Cons of student loan refinancing
- Longer payoff periods — While a new loan may lower your monthly payment, it could potentially lengthen your repayment term, which means you’ll pay more interest over the life of the loan. If your budget allows, you may benefit from paying a higher monthly payment over a shorter repayment period, which will help you save on interest and pay off your student loan debt faster.
- Unchanged interest rates — Although you can potentially refinance your loan for a lower interest rate, the rate you’re offered may not make a significant difference in the long run. For example, moving from a fixed rate of 6% to a rate of 5.5% will lower your overall payments, but not by much. In this case, refinancing your student loans might not be worth it.
- May not qualify — There’s no guarantee that you’ll be approved for student loan refinancing, even with a cosigner. If you were relying on refinancing to free up some money in your budget, you may have to choose another financial strategy instead.
What credit score do I need to refinance my student loans?
Credit score requirements for refinancing vary from lender to lender, but you can never have too high of a score. You’ll typically need at least good credit to qualify. Many lenders want to see a credit score above 600 for minimal approval and above 700 to offer the lowest interest rates. If you have a low credit score or no credit history, adding a cosigner may help you get approved for a refinancing loan and secure a lower rate.
If you’re ready to refinance, use Credible to compare student loan refinance rates from various lenders in minutes.
Will student loan refinancing hurt my credit?
Whether student loan refinancing will hurt your credit depends on the type of credit inquiry that takes place when you apply: a hard inquiry or a soft inquiry. When you apply for prequalification, lenders typically run a soft inquiry, which won’t hurt your credit score. When you formally apply for a loan or other credit product, the lender will run a hard inquiry, which may temporarily lower your credit score by a few points.
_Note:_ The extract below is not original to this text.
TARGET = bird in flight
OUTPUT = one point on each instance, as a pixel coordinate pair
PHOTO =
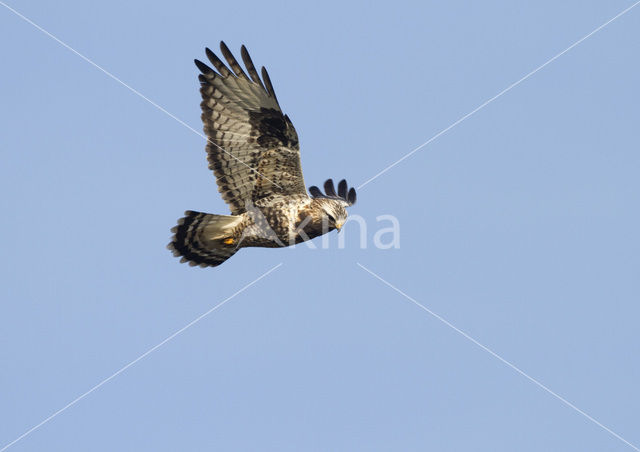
(253, 150)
Refinancing your student loans may lower your credit score temporarily because it will involve a hard credit pull. But paying back your loans on time will help you maintain your credit score, and even improve it over time. Keep in mind that missing payments or defaulting on payments can have a substantial negative impact on your credit score.
You can refinance your student loans more than once, but it’s not the right decision for everyone. Refinancing may be a good option if lowering your monthly payments can help you reach other financial goals, such as saving for a down payment on a home. You may also want to refinance if your goal is to pay off your loans faster over a shorter term. Some borrowers find it helpful to refinance by cosigning with their spouse so that they can receive the lowest interest rates available.
It may not be wise to refinance your student loans multiple times if you won’t receive substantial savings from month to month or over the life of the loan. Keep in mind that frequent hard credit inquiries will lower your score, affecting your ability to get the best refinancing rates.